Assisto al ciclo della vita nei suoi momenti di espansione e contrazione, alle nascite pedisseque e ai lutti mai inediti, in un gioco di contrari che si accordano a prescindere da chi non si accordi con se stesso. Sono sia il mio liberatore che il mio carceriere, ma nelle vesti del secondo cerco di non sequestrarmi troppo a lungo nei particolari: per me la visione d’insieme comincia a prendere forma nel dileggio delle mie istanze specifiche. La lucidità mi serve come bussola e io ricerco l’amor proprio nelle sue massime espressioni le quali, sovente, hanno natura solipsistica e autoreferenziale, ma a tutto questo mio industriarmi non devo riservare grossa considerazione. Forse non riesco a esprimere bene cosa intendo o può darsi che abbia voglia di dilettarmi con una disonesta umiltà al cospetto di me stesso, magari per dare un tono derisorio a queste righe irrisorie; ammessa pure l’incapacità di scrivere per esteso quanto voglio dire, di certo posso coglierlo leggendomi con i miei occhi e quindi il problema per me non si pone: la questione resterebbe aperta se io volessi chiudermi a riccio o se provassi a trasformarmi in un infopoint.
Per me il parossismo di certi eventi è simile alla scarica elettrica che scende da un nembo e si disperde a terra. Talora le rotture dei rapporti formano l’ossatura di quella medesima relazione, ma a patto che il rimedio non sia più nocivo di ciò a cui si contrappone. Una cura da cavallo non fa andare sempre al galoppo. Non m’intendo di legami per esperienza diretta e non vivo accese passioni per interposta persona, ma nel distretto del mio individualismo non v’è ostacolo che mi precluda una splendida vista dalla mia torre d’avorio. Non so sempre cosa voglia la logica da me né quanto io pretenda da lei, però resto nel campo delle possibilità e non m’illudo che nulla vi sia oltre le linee laterali e al di là delle linee di fondo in cui esso è confinato.

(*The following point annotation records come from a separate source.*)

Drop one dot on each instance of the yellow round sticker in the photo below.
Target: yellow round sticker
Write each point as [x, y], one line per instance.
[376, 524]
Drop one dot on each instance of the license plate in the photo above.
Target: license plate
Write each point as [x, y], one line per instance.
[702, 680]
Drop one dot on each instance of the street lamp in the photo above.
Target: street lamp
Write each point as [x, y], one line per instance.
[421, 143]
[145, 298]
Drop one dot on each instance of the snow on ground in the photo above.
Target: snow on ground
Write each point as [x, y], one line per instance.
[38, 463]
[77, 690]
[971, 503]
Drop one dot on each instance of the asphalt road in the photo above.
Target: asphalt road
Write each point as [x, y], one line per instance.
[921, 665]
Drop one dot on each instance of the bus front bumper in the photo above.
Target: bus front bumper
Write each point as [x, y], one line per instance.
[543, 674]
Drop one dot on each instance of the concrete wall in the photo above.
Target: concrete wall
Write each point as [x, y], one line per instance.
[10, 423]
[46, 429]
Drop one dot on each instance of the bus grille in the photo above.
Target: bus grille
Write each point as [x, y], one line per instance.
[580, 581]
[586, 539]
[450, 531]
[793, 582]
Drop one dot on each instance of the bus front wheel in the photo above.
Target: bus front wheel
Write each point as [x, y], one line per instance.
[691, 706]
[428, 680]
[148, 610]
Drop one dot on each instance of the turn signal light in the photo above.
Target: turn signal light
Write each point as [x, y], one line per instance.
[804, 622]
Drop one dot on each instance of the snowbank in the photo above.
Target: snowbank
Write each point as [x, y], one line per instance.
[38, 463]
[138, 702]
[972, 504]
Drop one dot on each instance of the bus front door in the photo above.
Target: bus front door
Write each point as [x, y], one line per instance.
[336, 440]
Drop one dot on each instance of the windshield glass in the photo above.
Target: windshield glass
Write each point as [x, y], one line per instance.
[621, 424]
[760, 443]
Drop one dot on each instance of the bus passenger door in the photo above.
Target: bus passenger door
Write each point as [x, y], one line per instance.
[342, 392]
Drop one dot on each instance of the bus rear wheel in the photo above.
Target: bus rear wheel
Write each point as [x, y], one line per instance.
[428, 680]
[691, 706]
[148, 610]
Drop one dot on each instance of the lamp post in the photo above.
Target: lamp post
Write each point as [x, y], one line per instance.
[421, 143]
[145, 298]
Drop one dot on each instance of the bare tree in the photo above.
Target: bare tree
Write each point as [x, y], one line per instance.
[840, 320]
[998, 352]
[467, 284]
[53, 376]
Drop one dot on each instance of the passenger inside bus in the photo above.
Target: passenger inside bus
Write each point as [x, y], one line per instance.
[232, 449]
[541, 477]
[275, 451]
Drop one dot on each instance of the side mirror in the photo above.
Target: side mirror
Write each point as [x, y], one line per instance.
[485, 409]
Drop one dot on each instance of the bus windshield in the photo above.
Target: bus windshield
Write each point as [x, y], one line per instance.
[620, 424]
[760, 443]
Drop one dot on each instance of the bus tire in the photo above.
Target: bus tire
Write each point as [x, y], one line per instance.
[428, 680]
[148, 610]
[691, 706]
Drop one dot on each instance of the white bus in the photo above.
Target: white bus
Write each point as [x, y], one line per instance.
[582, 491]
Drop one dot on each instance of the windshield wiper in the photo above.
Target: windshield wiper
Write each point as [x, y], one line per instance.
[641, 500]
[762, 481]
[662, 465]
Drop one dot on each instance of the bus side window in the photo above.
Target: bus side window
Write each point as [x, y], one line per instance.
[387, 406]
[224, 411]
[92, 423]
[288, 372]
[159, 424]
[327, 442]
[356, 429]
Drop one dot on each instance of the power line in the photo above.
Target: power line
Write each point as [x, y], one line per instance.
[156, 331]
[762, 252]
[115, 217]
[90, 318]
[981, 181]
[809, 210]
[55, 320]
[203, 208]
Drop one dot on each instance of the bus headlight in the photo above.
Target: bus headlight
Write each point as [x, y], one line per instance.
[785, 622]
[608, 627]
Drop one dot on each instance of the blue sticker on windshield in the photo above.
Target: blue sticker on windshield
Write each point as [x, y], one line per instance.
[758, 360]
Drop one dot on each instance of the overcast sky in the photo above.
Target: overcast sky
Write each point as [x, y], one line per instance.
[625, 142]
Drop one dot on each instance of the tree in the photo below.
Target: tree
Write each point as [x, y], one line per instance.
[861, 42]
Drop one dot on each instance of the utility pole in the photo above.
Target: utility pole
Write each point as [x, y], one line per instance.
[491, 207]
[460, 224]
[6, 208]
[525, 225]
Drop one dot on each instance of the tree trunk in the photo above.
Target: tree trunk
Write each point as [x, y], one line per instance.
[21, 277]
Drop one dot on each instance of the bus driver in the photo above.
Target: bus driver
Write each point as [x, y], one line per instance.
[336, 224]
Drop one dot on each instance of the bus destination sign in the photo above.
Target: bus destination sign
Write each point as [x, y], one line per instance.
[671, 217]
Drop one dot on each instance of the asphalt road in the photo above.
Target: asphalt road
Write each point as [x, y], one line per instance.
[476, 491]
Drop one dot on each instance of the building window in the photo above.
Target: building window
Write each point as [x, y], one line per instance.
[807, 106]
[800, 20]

Il logos arriva dove può rispetto alla realtà, io arrivo dove posso rispetto al logos e chi arriva per ultimo, gentilmente, chiuda la porta sebbene indietro non si possa tornare: è più un atto di buona creanza, un gesto proforma e di bon ton. L’entropia non può diminuire e una taglia forte a volte non può dimagrire, perciò ognuno indossa quello che gli entra mentre l’universo si espande. Galassie lontane e pensierini vicini: questo accostamento dà la misura della miseria.